You are creating the wealth required for the United States to maintain both its economic and national security. You are to be commended for doing so. Thank you.

The E Award was created in 1961, to promote global outreach by American entrepreneurs and businesses. Thirty-nine firms this year are receiving E Awards for the achievement of having four successive years of export growth. Nine of you are previous E-Award winners and will receive E-Star awards. You come from all across our nation.

Today’s winners include companies like Sauereisen, a third-generation, family-owned manufacturing firm, that sells its industrial coatings, linings, and ceramics in 25 foreign markets. Sauereisen is receiving its second E-Star award, only the fourth company ever to do so. We are pleased to have Eric Sauereisen, the company president, and a valued member of our Western Pennsylvania District Export Council here with us today.

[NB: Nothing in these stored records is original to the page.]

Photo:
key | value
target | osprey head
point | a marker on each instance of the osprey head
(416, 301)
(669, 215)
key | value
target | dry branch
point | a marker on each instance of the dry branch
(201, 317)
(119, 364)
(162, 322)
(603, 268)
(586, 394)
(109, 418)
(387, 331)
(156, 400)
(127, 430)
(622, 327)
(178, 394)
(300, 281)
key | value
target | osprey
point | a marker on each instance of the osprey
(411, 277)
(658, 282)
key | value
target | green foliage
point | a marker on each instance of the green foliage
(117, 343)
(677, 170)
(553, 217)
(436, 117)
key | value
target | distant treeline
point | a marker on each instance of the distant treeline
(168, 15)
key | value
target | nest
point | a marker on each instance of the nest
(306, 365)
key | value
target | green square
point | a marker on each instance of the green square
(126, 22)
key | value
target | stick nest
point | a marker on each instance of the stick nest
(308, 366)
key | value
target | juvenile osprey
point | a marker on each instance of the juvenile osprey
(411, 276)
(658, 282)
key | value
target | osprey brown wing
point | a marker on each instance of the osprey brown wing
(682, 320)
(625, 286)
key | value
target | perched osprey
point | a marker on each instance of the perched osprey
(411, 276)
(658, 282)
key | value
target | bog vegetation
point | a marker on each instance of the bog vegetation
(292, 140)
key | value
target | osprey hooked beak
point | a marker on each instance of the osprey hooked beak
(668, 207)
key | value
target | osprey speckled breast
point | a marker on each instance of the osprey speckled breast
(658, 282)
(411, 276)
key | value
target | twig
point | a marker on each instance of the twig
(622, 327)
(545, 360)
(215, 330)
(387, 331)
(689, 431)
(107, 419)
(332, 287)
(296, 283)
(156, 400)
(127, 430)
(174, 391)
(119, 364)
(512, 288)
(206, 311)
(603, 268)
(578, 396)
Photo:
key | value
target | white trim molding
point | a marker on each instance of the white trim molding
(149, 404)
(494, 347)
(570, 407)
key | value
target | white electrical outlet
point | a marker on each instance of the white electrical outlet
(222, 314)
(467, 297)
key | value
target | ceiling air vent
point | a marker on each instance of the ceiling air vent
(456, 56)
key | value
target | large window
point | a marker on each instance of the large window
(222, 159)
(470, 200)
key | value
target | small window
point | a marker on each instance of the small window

Genicon is a 20-year-old company that produces patented, single-use, surgical instruments for physicians in more than 60 countries. Exports represent more than 65 percent of the company’s revenue. Owners Gary and Olga Hayberland, who both serve on our Central North Florida District Export Council, proudly note that Genicon’s U.S.-based supply chain is a jobs multiplier in communities throughout the country.

Maine Coast is one of the largest, fastest growing international distributors of lobster. Tom and Sheila Adams started the business on this very date in 2011. Happy 8th anniversary, Tom and Sheila. They started with four employees, and turned their focus to exports; first to the EU, and then to Southeast Asia. By 2018, Maine Coast had grown to 50 employees. It has shipped 7 million pounds of live lobster to customers here and in 29 foreign countries.

Earth Networks is a leading provider of global weather intelligence to industry and government. Founded in 1993, the company collaborates with NOAA to provide early warning systems for severe weather for clients in 46 countries. The company has tapped into export promotion programs at our International Trade Administration, using U.S. Field Staff located in our Export Assistance Centers, and Foreign Commercial Service Officers located in overseas markets.

And American Express is here, too. Amex was presented the President’s E Award in 1966. Today, 53 years later, we are delighted to welcome them back to receive an E-Star Award. Four years ago, Amex launched its “Grow-Global” program to connect small and mid-sized businesses with export professionals and opportunities. Its clients are now active in multiple international markets.

Every winner here today has an extraordinary story to tell. It is not the government that exports products, but companies like yours. We provide the enabling environment for you to succeed.

Thank you for your resolve and your tenacity in growing your business beyond our borders. We wish you continued success; and, please remember, that our trade promotion and enforcement professionals work for you. We are ready to help your company in any way we can.

Congratulations for a job well done.

It is truly a special honor to win this Presidential Award.